As to Request No. 22 (most recent financial statements showing the value of assets and properties assigned to Monroe pursuant to the Dec 2020 Settlement Agreement and 76 Eleventh), as a judgment creditor, YH has a right to seek such information from any third-parties who may be holding property (whether for current or future payment) on behalf of the judgment debtor. These documents should be produced.
Mot. Seq. 004
In Mot. Seq. 004, Lender Respondents seek documents regarding (1) YH Lex's affiliate's $10 million interest in one of the UCC foreclosures that YH Lex has disputed here-the One High Line Project (when it was referred to as the XI) -and; (2) YH Lex's 2019/2020 communications with HFZ concerning YH Lex and HFZ's attempted workout of its distressed debt. The Lender Respondents argue that the documents are relevant to (1) YH Lex's allegations regarding the value of the One High Line Project and its disposition at a public UCC sale, and to (2) YH Lex's allegations that Monroe's efforts to work out its own distressed debt position was an "actual fraud." The present motion concerns Requests Nos. 1, 4, 5, 8, 12, and 13 (NYSCEF 90). The Court will address these RFPs below:
As to Requests No. 1 and 8 (all communications concerning Yoav Harlap's direct or indirect interests in the OHL Project from January 1, 2020 to the present and Document sufficient to show YH's interests in the XI Project prior to foreclosure and the value of YH's interest in the XI Project at the time of foreclosure), these requests are overbroad and of minimal relevance, given that they do not involve Petitioner YH Lex, but rather an affiliate, YH Estates.While the Lender Respondents argue that YH Lex has opened the door to its OHL diligence materials by challenging the disposition of the OHL collateral, YH Lex is not disputing the disposition of the OHL collateral based on YH Estates' equity interest in such collateral. The Court fails to see why Harlap's actions or lack of action with respect to the OHL UCC sale are relevant to Lender Respondents' claims and/or laches, estoppel, and ratification defenses. Even if YH Estates failed to object to the foreclosure, that does not mean that YH Lex cannot bring claims based on an entirely different theory and action.
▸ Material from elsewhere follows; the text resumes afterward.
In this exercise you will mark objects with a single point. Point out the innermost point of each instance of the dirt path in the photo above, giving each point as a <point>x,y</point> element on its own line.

Thus, the motion to compel with request to Requests No. 1 and 8 is denied.
YH Lex Estates and YH Estates share a common (indirect) beneficial owner, Yoav Harlap.
As to Requests No. 4,5, 12, and 13 (all Documents and Communications concerning due diligence YH Lex conducted in relation to their loans to HFZ that served as the basis for the YH Lex Loans and all Documents and Communications concerning HFZ's default of the YH Lex Loans and all Communications or documents concerning any payments made in satisfaction of the Judgment and all Communications or Documents concerning payments that YH Lex received from HFZ, other HFZ creditors and/or HFZ investors, including but not limited to, any payments YH Lex received from HFZ, George Economou and/or Benny Steinmetz), the Lender Respondents argue that these documents are relevant to rebut YH Lex's allegation of actual fraud as YH Lex's documents concerning HFZ's workout payments to YH Lex would tend to show that YH Lex and HFZ discussed Monroe's loans in the payment workout discussions (including whether the payments to YH Lex violated the Monroe loans). Such communications could be relevant to any actual-intent fraudulent transfer claims and are also relevant to whether YH Lex knew about Lender Respondents' loan positions. Accordingly, YH Lex is directed to produce documents responsive to requests 4, 5, and 13. As to Request 12, YH Lex submits that YH already agreed to search for documents responsive to RFP 12 as narrowed by the Lender Respondents during the meet and confer process. The Court directs to YH Lex to produce documents responsive to Request No. 12, as narrowed.
Accordingly, it is ORDERED that Petitioner's Motion to Compel Discovery (Mot. Seq. 003) is GRANTED IN PART; it is further ORDERED that the Lender Respondents' Motion to Compel Discovery (Mot. Seq. 004) is GRANTED IN PART.